Whole Exome Capture, Sequencing, And Bioinformatics Analysis
Three methods were applied to DNA quantification, and qualification: (1) DNA purity was checked using the Nanodrop (OD260/280 ratio); (2) DNA degradation and contamination were monitored on 1% agarose gels; (3) DNA concentration was measured using Qubit. DNA samples with OD260/280 ratio between 1.8~2.0 and concentration above 1.0ug were used to prepare sequencing libraries.
Library Preparation for Sequencing
Agilent liquid phase hybridization was applied to enrich whole exons sequenced on an Illumina platform efficiently. Sequencing libraries and capture used Agilent SureSelect Human All ExonV5/V6 (Agilent Technologies, CA, USA) with reagents recommended by the instruction manual and following experimental procedures for optimal results.

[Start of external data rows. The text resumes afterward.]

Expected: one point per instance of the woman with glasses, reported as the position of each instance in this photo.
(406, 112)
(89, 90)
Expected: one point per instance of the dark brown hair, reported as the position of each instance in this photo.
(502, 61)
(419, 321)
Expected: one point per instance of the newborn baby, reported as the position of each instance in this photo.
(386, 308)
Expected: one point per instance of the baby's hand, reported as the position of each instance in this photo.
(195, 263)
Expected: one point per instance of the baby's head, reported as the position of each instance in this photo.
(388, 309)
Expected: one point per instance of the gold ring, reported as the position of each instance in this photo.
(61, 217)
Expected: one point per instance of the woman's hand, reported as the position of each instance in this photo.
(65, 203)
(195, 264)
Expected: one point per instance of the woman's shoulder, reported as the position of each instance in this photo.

Next-Generation Sequencing
Genomic DNA was randomly fragmented to 180-280bp with Covaris cracker, and then DNA fragments were ended polished, A-tailed, and ligated with the full-length adapter for Illumina sequencing. Fragments with specific indexes were hybridized with more than 543,872 biotin-labeled probes after pooling, then magnetic beads with streptomycin were used to capture 334,378 exons from 20,965 genes. After PCR amplification and quality control, libraries were sequenced.
Bioinformatic Analyses
All sequenced data were quality assessed (base quality distribution, nucleotide distribution, and presence of adapters, chimeras, and other contaminants) to identify/remove low-quality data/samples from further analysis. All high-quality data was then be mapped to the human genome assembly using the bwa-mem algorithm.37–39 Aligned files were processed using Genome Analysis Tool Kit (GATK) for base quality recalibration, indel realignments, and duplicate removal.40–42 This was followed by SNP and INDEL discovery and genotyping (plus phasing where applicable) according to GATK Best Practices recommendations.40–42 All variant calls were subject to variant quality score recalibration and filtering to remove low-quality variants. The remaining high-quality variants were annotated for predicted functional consequences using the Voting Report Index, including SIFT, PolyPhen2 HVAR, Mutation Taster, Mutation Assessor, FATHMM, and FATHMM MKL Coding. For example, for a conservative filter, simply keep things that have 0, 1, or maybe two tolerated predictions. A more conservative filter would keep based on 3, 4, or 5 Damaging predictions. Many variants do not have five algorithms with non-missing values (see Supplementary Material). Updated annotations from the NCBI, the 1000 genome project, were used to evaluate the novelty and rareness of variants. Methods for the selection of variants have been widely described elsewhere.42–48
Tridimensional Protein Reconstruction and Functional Effects by in silico Analysis
We use the significant improvement in the accuracy of protein structure prediction recently implemented in AlphaFold50 that incorporates novel neural network architectures and training procedures based on the evolutionary, physical, and geometric constraints of protein structures. Tridimensional protein structure reconstruction with AlphaFold is vastly more accurate than those obtained by competing methods, i.e., median backbone accuracy, highly accurate side chains reconstruction, accurate domains, and domain-packing prediction, and precise, per-residue estimates of its reliability. Code in Phyton is available upon request.